About Carbon credits
- A carbon credit (often called a carbon offset) is a tradable certificate or permit.
- One carbon credit is equal to one tonne of carbon dioxide.
- Carbon credits are a part of attempts to mitigate the growth in concentrations of GHGs.
- Carbon credits or carbon offsets can be acquired through afforestation, renewable energy, CO2 sequestration, methane capture, buying from an exchange (carbon credits trading) etc.
- Carbon trading is the name given to the exchange of emission permits.
- This exchange may take place within the economy or may take the form of international transaction.
- Under Carbon Credits Trading mechanism countries that emit more carbon than the quota allotted to them buy carbon credits from those that emit less.
- In Carbon trading, one credit gives the country or a company right to emit one tonne of CO2.
- A developing nation such as India, turns out to be a seller of such credits, which eventually provides them with monetary gains.
- Carbon credits are traded at various exchanges across the world.
- Multi-Commodity Exchange of India (MCX) launched futures trading in carbon credits in 2009.
About Kyoto Protocol
- The Kyoto Protocol is an international agreement linked to the United Nations Framework Convention on Climate Change (UNFCCC), which commits its Parties by setting internationally binding emission reduction targets.
- The Kyoto Protocol was adopted in Kyoto, Japan, in December 1997 and entered into force in February 2005.
- The first commitment period under the Kyoto Protocol was from 2008-2012. The Doha Amendment to the Kyoto Protocol was adopted in Qatar in December 2012. The amendment includes new commitments for parties to the Kyoto Protocol who agreed to take on commitments in a second commitment period from January 2013 to December 2020 and a revised list of greenhouse gases to be reported on by Parties in the second commitment period.
- Recognizing that developed countries are principally responsible for the current high levels of Greenhouse Gas (GHGs) in the atmosphere, the Kyoto Protocol places commitments on developed nations to undertake mitigation targets and to provide financial resources and transfer of technology to the developing nations.
- Developing countries like India have no mandatory mitigation obligations or targets under the Kyoto Protocol.
Advantages of Carbon Trading
- Emissions trading achieves the environmental objective of reduced emission by incentivizing innovation and identifying lowest-cost solutions to make businesses more sustainable.
- Emissions trading is better able to respond to economic fluctuations than other policy tools.
- Determining physical actions that companies must take, with no flexibility, is not guaranteed to achieve the necessary reductions.
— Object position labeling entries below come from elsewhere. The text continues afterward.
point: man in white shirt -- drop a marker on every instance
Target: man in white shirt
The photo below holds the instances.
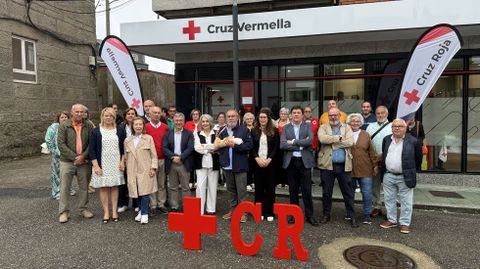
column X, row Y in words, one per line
column 378, row 130
column 402, row 159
Nor is establishing a regulated price, since the price required to drive reductions may take policy-makers several years to determine.
- By allowing the open market to set the price of carbon allows for better flexibility and avoids price shocks or undue burdens. For example, as seen in Europe, prices will fall during a recession as industrial output, and thus emissions, fall. A centrally-administered tax does not have the same flexibility.
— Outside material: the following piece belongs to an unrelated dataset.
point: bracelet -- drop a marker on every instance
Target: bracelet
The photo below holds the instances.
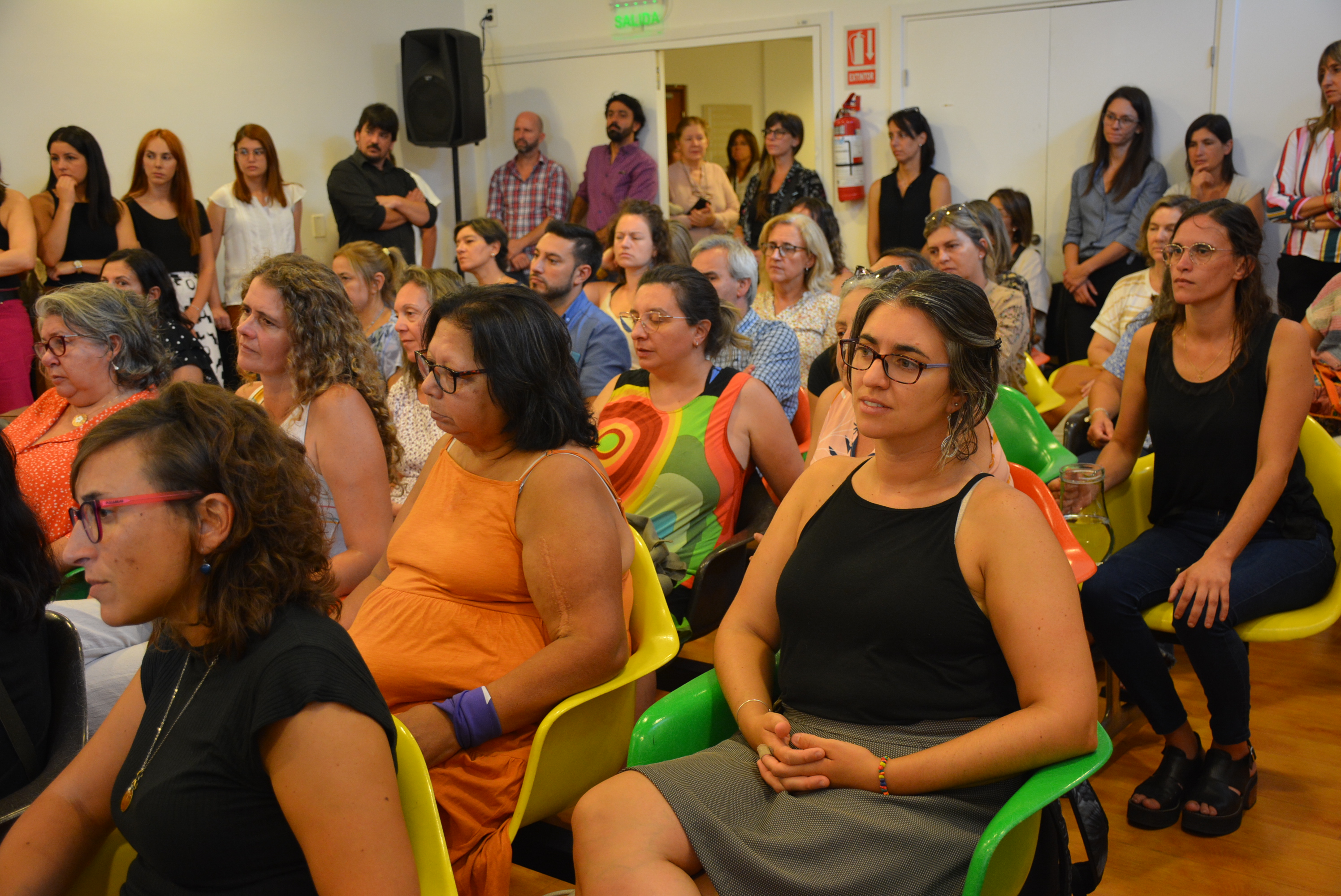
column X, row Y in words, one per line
column 767, row 706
- The combination of an absolute cap on the level of emissions permitted and the carbon price signal from trading helps firms identify low-cost methods of reducing emissions on site, such as investing in energy efficiency – which can lead to a further reduction in overheads. This helps make business more sustainable for the future. Imposing technology on business does not allow for creativity and can actually lead to higher costs as companies look merely to comply with regulations.
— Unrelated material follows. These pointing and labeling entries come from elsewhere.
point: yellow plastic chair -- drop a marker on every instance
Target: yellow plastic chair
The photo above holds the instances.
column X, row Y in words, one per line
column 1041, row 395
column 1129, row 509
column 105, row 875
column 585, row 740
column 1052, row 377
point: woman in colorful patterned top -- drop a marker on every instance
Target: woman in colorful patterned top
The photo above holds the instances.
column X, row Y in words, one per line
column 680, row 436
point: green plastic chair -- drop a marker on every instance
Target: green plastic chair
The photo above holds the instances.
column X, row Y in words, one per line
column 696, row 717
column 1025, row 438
- Emissions trading can provide a global response to a global challenge. Cap and trade provides a way of establishing rigour around emissions monitoring, reporting and verification – essential for any climate policy to preserve integrity.
About China’s National Carbon Market
- The Chinese Carbon market will initially cover more than 2,200 companies in China’s power sector, which are responsible for 14 per cent of the global greenhouse gas emissions.
- These companies were assigned emission targets in the beginning of 2021; after trading, they would be required to submit compliance to their government authorities by end of 2021.
- Companies that over-performed and have surplus targets in hand will sell them in this market; those polluting will have to buy the surplus to submit their compliance statement.